Today, I'd like to talk about something that I think will feel both honest and hopeful because, lately, we've been exploring how friendships change, drift, and sometimes fade. But today I want to gently challenge a common assumption. Not all fading friendships are lost. Some of them are simply unmaintained.

That's a concept researchers call ambient distance. That slow, almost invisible drifting apart that happens when no one is actively nurturing the relationship.

But what stood out to me most isn't just that this happens. It's that many of these friendships are still available to us. They're not broken. They're not beyond repair. They just need attention and, in this episode, I want to focus on what it actually looks like to revive and maintain the relationships that matter to us.

We often label friendships as over or drifted apart, not what they used to be. But what if instead we asked, "Has this friendship ended or has it simply not been maintained?" Because those are very different things. Many relationships don't end with a clear decision. They simply pause and what we do next determines whether they stay distant or become close again.

So what does maintenance actually look like in real life? Maintenance isn't grand or complicated. It's often simple, small, and consistent. It can be things like reaching out without a specific reason, or following up instead of letting the conversation drop, making concrete plans instead of vague intentions, checking in during ordinary moments and not just big life events, and maybe most importantly, taking initiative without keeping score. Because one of the biggest barriers to reconnection is the quiet thought like "they haven't reached out either." But maintenance requires someone to go first.

Here's a reflection for us: Where in your life are you waiting instead of initiating?

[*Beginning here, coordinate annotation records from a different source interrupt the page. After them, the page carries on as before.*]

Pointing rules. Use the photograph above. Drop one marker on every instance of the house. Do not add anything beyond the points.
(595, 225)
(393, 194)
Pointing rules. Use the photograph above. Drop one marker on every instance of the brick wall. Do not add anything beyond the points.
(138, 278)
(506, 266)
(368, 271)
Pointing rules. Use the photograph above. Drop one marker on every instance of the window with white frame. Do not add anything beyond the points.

Here's a mindset shift from pressure to openness. Sometimes we don't reach out because it feels awkward. We think, "is it too late? Will it be weird? Shouldn't we be closer if we are meant to be?" But friendships don't operate on perfect timing. They operate on willingness. A simple message like, "Hey, I was thinking about you today" or "I would love to catch up if you're open to it" can be enough to reopen the door. Reconnection doesn't just require a perfect explanation. It requires genuine intention.

This is something I find really important to acknowledge. Research and social patterns show that men and women are often socialized differently when it comes to friendship maintenance. Many women are encouraged to express emotions more openly, to check in regularly, to maintain relational closeness through conversation, while many men are often socialized to bond through shared activities rather than emotional check-ins. They avoid vulnerability or they're encouraged to avoid serious conversations and they assume that friendships can resume without frequent contact.

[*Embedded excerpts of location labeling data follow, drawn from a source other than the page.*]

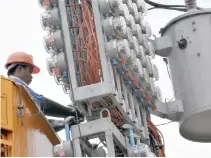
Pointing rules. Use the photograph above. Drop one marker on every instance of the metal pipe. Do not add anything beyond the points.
(190, 4)
(131, 137)
(68, 122)
(67, 131)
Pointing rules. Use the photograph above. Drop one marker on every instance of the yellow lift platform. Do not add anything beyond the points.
(25, 130)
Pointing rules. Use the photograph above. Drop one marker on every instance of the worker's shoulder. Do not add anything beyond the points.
(6, 79)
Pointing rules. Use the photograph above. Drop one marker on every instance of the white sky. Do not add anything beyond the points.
(21, 30)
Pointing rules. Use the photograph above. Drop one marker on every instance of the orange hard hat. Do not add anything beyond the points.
(22, 58)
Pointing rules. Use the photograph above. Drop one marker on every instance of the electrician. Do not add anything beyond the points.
(20, 67)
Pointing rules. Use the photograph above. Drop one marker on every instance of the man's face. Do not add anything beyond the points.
(26, 74)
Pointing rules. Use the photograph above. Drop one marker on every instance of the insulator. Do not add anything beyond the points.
(129, 4)
(47, 3)
(133, 25)
(136, 46)
(115, 26)
(66, 88)
(118, 49)
(142, 56)
(111, 7)
(50, 20)
(151, 50)
(54, 41)
(56, 64)
(149, 66)
(146, 75)
(155, 72)
(135, 13)
(141, 5)
(129, 37)
(140, 35)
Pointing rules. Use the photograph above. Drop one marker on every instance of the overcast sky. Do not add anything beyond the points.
(21, 30)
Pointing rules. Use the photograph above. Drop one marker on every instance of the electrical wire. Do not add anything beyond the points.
(164, 123)
(158, 135)
(155, 5)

This can lead to different expectations. For example, one person might feel that distance means disconnection. Another might feel that distance doesn't change the bond at all. Neither is wrong, but without awareness, it can create misunderstandings. Here's an important nuance: Maintenance doesn't have to look the same to everyone. For some, it's a long conversation. For others, it's an invitation to spend time together. The goal isn't to force one's style. It's to understand and meet each other with flexibility.

Here's a reflection: How do you naturally maintain connection and how might the people in your life do it differently?

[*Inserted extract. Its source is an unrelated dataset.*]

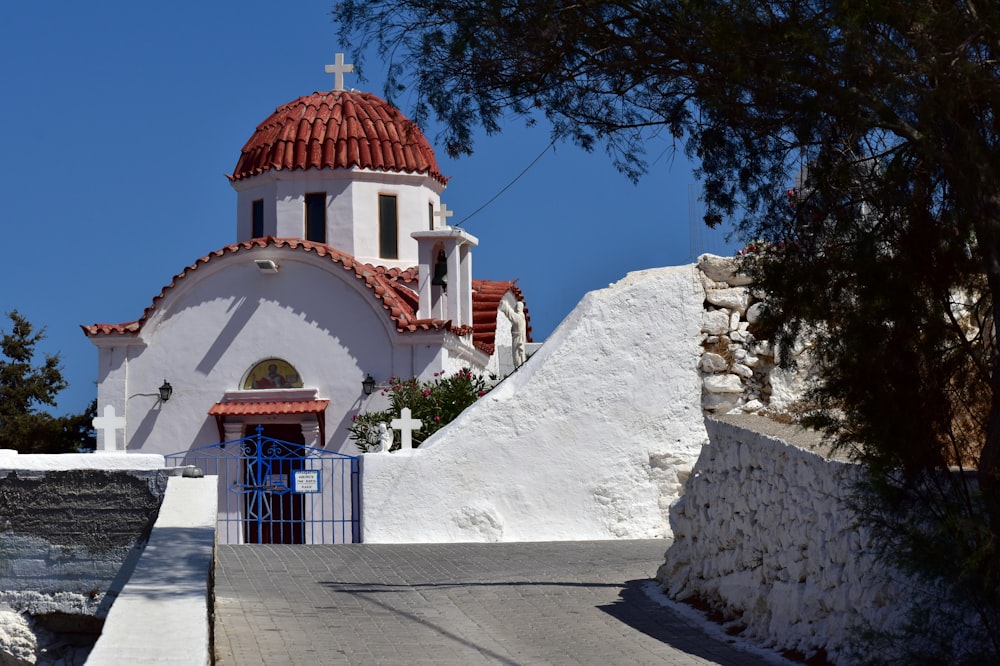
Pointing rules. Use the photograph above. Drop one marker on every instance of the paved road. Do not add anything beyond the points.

Here are some practical ways to revive a friendship. If there's someone on your mind right now, here are a few gentle ways to reconnect: Send a low pressure message. "I saw this and thought of you." Acknowledge the gap without over apologizing. Suggest something specific like a coffee, a walk, or a call. Keep it light at first. Depth can rebuild over time. Be consistent after reconnecting. And most importantly, allow the relationship to evolve instead of trying to recreate exactly what it was.

I want to invite you to reflect on this. Which friendship in your life feels like it's paused rather than finished? What has been holding you back from reaching out to them? Are you expecting certainty before taking action? What is one small low pressure way you could reconnect this week? And maybe this is the most important question: What relationships in your life are worth maintaining even imperfectly?

As I reflect on this idea, what stands out most is this: Friendship isn't just something we find. It's something we tend to and sometimes the difference between a distant relationship and a close one isn't history or compatibility, it's maintenance. So before you assume a friendship is lost, consider the possibility that it might just need a little care, a message, a moment, a small act of intention.

If this episode resonated with you, I encourage you to take one step this week. Reach out to someone who's been on your mind. Not perfectly, not with pressure, just openness. Because many relationships are not gone, they're simply waiting.

Thank you for spending this time with me today. If this episode felt meaningful, share it with someone you'd love to reconnect with. Maybe that can be your first step.